[SPARK-22279][SQL] Enable `convertMetastoreOrc` by default #21186

dongjoon-hyun · 2018-04-27T21:15:08Z

What changes were proposed in this pull request?

We reverted spark.sql.hive.convertMetastoreOrc at #20536 because we should not ignore the table-specific compression conf. Now, it's resolved via SPARK-23355.

How was this patch tested?

Pass the Jenkins.

SparkQA · 2018-04-27T23:50:00Z

Test build #89941 has finished for PR 21186 at commit 5383299.

This patch passes all tests.
This patch merges cleanly.
This patch adds no public classes.

dongjoon-hyun · 2018-04-29T18:13:48Z

@gatorsmile and @cloud-fan .
Could you review this PR? This is a first try after the reverting (#20536).
If we have more things to do for this, please let me know.

dongjoon-hyun · 2018-05-01T16:33:34Z

Hi, @gatorsmile .
Do you think we need to split this into two separate PRs? If you want, I will split this.

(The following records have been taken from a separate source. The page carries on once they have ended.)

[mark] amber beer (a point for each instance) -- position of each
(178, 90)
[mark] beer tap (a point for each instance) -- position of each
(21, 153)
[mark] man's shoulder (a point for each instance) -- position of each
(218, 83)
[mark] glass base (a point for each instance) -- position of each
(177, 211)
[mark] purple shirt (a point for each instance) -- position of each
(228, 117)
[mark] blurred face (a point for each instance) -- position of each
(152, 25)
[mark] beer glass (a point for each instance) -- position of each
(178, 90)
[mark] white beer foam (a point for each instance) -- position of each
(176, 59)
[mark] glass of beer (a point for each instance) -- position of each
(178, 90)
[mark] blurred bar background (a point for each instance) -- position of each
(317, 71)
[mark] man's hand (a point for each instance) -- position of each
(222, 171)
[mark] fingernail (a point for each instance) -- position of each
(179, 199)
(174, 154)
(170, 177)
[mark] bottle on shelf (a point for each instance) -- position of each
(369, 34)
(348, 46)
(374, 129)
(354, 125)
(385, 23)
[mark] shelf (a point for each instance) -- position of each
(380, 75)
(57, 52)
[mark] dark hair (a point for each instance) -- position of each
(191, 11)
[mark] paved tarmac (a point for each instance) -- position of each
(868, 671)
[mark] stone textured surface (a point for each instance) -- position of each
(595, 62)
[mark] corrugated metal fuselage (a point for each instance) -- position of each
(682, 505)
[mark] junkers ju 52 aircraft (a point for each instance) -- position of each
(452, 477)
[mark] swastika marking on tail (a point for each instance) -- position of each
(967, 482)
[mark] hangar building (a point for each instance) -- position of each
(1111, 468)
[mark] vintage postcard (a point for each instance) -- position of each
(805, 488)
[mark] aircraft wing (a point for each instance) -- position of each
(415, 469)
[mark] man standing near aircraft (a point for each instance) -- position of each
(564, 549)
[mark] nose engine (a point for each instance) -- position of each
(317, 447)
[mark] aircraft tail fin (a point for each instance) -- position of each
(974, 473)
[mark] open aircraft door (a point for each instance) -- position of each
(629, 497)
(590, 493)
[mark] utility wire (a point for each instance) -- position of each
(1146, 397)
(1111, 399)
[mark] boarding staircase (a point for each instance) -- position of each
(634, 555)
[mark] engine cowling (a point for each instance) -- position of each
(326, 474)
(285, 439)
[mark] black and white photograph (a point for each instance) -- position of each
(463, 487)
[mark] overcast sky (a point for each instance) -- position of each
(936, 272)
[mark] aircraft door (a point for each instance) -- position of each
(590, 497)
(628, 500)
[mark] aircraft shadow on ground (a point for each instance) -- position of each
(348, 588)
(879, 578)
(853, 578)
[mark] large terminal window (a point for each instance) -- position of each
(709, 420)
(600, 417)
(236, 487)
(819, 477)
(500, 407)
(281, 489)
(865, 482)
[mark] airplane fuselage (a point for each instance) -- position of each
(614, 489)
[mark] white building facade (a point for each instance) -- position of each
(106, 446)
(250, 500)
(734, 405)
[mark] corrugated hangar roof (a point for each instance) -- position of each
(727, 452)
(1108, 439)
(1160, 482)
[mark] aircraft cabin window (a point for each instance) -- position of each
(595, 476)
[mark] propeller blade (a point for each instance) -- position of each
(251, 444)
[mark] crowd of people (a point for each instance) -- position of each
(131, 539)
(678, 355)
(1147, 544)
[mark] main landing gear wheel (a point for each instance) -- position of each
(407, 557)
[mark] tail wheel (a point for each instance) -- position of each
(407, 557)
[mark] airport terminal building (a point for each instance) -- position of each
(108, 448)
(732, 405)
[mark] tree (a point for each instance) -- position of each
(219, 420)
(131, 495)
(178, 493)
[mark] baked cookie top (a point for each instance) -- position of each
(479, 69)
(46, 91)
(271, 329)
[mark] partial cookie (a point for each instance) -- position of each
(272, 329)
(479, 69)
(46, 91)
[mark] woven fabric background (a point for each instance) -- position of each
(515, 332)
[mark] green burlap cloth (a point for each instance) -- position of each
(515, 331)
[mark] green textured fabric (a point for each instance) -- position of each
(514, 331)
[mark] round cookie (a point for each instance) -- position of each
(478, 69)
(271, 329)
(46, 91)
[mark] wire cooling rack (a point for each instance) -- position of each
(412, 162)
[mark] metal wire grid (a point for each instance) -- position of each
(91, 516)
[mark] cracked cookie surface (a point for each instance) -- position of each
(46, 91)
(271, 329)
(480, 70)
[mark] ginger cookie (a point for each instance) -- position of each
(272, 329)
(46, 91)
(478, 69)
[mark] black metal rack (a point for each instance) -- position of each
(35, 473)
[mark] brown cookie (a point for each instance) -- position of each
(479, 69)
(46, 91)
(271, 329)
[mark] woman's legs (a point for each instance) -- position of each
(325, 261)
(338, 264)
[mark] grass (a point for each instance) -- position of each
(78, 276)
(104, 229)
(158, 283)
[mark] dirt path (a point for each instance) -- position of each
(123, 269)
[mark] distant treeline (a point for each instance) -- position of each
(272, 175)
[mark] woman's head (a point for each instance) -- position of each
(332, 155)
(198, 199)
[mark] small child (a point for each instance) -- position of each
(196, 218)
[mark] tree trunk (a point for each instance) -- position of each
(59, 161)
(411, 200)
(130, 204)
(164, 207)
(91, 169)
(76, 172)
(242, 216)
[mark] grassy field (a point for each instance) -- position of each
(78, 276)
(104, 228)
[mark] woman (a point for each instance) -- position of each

SPARK-22279 Enable convertMetastoreOrc by default
SPARK-24112 Add spark.sql.hive.convertMetastoreTableProperty for backward compatiblility

dongjoon-hyun · 2018-05-01T16:34:57Z

Retest this please.

SparkQA · 2018-05-01T18:13:17Z

Test build #89986 has finished for PR 21186 at commit 5383299.

This patch fails Spark unit tests.
This patch merges cleanly.
This patch adds no public classes.

dongjoon-hyun · 2018-05-01T18:41:22Z

The failures are irrelevant to this PR.

dongjoon-hyun · 2018-05-01T18:41:29Z

Retest this please.

SparkQA · 2018-05-01T21:17:52Z

Test build #89998 has finished for PR 21186 at commit 5383299.

This patch fails SparkR unit tests.
This patch merges cleanly.
This patch adds no public classes.

cloud-fan · 2018-05-02T14:23:30Z

spark.sql.hive.convertMetastoreTableProperty looks unnecessary to me...

dongjoon-hyun · 2018-05-02T17:26:08Z

Ya. I also thought like that before, @cloud-fan .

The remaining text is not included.